Many disease diagnoses involve subjective judgments. For example, through the inspection of a mammogram, MRI, radiograph, ultrasound image, etc., the clinician himself becomes part of the measuring instrument. Variability among raters examining the same item injects variability into the entire diagnostic process and thus adversely affect the utility of the diagnostic process itself. To reduce diagnostic errors and improve the quality of diagnosis, it is very important to quantify inter-rater variability, to investigate factors affecting the diagnostic accuracy, an to reduce the inter-rater variability over time. This paper focuses on a subjective binary decision process. A hierarchical model linking data on rater opinions with patient disease-development outcomes is proposed. The model allows for the quantification of patient-specific disease severity and rater-specific bias and diagnostic ability. The model can be used in an ongoing setting in a variety of ways, including calibration of rater opinions (estimation of the probability of disease development given opinions) and quantification of rater-specific sensitivities and specificities. Bayesian computational algorithm is developed. An extensive simulation study is conducted to evaluate the proposed method, and the proposed method is illustrated by a mammogram data set.

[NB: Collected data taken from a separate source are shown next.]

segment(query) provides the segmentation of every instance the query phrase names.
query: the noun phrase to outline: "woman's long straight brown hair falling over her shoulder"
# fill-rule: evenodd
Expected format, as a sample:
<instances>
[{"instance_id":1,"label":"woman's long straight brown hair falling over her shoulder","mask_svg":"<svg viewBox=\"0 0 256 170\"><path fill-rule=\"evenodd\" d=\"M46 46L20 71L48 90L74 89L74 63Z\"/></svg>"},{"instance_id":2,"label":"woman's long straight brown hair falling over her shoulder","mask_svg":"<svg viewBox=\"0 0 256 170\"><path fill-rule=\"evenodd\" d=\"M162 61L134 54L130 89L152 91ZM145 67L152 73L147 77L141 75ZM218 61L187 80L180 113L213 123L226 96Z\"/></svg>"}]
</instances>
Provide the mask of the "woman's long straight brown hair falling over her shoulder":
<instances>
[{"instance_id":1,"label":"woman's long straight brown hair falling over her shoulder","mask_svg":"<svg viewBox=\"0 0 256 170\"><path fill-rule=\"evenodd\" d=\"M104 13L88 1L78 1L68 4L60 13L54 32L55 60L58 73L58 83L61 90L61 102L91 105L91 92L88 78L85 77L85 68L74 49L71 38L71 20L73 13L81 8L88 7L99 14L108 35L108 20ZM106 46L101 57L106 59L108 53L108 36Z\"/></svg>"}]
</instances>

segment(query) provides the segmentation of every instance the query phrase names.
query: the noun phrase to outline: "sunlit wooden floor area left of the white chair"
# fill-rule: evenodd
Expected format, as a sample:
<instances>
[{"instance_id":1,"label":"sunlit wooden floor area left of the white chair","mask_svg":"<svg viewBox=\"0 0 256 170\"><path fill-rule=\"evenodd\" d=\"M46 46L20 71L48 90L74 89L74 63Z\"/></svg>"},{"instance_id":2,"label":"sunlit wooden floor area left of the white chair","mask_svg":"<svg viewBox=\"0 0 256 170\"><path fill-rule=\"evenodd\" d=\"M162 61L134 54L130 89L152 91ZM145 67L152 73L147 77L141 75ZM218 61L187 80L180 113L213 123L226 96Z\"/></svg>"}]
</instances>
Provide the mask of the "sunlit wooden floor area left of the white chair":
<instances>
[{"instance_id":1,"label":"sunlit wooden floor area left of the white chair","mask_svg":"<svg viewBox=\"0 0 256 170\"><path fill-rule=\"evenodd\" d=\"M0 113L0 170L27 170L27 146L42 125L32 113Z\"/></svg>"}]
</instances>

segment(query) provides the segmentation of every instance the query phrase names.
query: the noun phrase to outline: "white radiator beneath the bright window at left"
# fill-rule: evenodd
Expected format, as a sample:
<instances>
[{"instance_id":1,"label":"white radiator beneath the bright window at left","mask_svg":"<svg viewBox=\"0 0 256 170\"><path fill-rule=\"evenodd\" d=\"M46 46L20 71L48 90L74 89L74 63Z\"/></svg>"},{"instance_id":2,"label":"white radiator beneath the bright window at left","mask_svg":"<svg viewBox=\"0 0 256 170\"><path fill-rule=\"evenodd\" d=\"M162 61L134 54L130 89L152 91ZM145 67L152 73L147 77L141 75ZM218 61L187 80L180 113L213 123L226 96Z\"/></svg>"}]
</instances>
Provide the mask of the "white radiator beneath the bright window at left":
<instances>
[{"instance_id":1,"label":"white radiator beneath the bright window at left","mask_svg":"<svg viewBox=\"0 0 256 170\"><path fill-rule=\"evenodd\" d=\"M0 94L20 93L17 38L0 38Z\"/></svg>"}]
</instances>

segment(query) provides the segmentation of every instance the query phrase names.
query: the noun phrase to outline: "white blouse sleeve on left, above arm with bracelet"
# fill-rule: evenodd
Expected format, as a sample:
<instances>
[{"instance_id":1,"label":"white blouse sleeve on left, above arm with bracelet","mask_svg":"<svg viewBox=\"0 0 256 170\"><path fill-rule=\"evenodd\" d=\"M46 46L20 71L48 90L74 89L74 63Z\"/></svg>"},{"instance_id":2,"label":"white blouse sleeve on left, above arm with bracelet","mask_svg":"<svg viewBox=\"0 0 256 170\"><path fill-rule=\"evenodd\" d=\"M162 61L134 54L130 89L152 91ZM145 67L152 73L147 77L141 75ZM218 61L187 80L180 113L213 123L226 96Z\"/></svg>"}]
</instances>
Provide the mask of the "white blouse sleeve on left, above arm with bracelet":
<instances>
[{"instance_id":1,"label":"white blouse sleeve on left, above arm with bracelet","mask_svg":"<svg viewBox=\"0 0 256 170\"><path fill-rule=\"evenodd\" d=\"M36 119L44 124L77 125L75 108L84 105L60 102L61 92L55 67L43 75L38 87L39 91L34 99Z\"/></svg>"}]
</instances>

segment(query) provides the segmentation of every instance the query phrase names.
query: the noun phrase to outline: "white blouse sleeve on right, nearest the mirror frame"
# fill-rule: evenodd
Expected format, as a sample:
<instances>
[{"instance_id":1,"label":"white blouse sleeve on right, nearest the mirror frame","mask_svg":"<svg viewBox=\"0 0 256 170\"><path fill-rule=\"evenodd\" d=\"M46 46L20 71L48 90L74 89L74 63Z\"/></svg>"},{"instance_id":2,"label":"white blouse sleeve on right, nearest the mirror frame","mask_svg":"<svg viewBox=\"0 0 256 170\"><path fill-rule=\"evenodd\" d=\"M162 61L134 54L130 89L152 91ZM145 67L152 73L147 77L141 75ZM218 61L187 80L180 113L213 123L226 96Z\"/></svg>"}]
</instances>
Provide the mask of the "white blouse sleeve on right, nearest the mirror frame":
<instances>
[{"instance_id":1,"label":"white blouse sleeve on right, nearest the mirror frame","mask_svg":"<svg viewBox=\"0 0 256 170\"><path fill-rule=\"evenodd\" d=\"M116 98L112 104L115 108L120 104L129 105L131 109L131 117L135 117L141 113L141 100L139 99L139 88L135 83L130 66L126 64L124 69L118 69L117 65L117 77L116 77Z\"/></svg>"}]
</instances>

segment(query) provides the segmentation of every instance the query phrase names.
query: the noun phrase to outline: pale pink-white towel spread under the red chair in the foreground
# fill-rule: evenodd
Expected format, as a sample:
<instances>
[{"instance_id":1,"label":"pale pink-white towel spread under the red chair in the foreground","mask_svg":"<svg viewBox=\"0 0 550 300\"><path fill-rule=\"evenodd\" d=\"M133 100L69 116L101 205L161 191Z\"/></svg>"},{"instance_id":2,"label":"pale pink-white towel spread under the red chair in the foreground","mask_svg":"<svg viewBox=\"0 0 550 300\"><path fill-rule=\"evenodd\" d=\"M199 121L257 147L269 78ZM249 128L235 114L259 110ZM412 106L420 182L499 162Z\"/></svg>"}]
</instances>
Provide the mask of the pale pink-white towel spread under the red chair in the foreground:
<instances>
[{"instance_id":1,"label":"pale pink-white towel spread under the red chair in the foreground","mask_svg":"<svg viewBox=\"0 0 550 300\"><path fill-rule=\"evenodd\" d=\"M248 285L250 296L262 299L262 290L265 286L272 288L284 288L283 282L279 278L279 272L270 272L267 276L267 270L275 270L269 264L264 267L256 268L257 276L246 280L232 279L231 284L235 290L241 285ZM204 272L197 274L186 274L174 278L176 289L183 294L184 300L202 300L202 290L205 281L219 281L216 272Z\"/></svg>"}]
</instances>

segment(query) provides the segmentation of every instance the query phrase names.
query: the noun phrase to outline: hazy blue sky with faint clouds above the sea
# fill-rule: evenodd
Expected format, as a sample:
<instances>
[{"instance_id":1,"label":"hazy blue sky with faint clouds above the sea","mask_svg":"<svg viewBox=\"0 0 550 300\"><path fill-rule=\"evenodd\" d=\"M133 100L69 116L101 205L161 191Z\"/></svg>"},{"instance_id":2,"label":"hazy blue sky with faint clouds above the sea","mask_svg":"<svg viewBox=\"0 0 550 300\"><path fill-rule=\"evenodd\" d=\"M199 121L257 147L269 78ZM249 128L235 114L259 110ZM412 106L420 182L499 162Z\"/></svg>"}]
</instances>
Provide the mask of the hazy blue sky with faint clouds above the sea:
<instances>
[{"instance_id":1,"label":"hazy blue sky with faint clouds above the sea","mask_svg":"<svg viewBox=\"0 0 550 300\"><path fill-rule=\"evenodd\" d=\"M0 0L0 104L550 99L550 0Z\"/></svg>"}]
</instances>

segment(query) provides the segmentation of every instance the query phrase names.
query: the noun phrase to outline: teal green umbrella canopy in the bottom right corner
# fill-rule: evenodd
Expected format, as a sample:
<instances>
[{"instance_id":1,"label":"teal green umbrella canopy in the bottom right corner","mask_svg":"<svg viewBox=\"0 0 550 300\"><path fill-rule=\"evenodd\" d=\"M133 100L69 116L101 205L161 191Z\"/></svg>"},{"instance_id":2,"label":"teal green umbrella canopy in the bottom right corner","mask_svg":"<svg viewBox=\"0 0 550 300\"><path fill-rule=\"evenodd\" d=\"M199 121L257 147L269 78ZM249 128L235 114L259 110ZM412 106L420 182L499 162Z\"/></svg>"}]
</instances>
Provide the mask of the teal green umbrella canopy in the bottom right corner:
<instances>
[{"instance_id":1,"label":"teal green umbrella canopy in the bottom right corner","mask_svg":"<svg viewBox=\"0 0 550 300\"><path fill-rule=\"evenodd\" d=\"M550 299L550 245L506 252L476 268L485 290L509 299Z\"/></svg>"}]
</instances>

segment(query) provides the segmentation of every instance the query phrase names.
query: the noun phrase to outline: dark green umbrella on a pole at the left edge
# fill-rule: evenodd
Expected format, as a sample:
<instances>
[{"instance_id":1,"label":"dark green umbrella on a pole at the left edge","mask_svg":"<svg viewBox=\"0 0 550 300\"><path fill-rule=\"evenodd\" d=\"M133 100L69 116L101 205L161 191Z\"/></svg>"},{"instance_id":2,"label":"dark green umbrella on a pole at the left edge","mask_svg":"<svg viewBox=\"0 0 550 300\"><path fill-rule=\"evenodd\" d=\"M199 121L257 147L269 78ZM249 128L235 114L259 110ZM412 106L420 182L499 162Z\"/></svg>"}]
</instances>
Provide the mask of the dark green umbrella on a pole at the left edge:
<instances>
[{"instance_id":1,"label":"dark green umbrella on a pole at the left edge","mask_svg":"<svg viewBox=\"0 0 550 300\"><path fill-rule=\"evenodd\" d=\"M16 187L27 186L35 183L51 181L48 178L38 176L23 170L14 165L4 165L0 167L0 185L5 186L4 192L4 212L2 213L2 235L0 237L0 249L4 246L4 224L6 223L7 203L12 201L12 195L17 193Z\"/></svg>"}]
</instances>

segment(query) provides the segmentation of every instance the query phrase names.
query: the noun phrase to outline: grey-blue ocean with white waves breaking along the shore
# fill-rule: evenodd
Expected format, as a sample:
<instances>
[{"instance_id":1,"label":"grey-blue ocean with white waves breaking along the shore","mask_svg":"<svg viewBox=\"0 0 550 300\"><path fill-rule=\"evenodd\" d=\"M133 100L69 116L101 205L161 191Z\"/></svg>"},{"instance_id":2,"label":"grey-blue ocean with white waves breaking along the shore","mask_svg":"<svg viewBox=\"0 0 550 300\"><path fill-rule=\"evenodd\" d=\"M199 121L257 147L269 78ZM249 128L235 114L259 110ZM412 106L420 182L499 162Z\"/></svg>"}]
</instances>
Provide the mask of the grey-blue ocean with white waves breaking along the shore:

Friday, November 21, 2014 at 11:00am-12:00noon, Room Fretwell 120

Title: Ignatov's Theorem
By Professor Isaac Sonin
Deptartment of Mathematics and Statistics, University of North Carolina Charlotte

Ignatov’s Theorem is one of the most remarkable theorems in Probability and Statistics with numerous applications. In this talk I am going to present an elementary proof accessible to anyone familiar with the concept of conditional probability.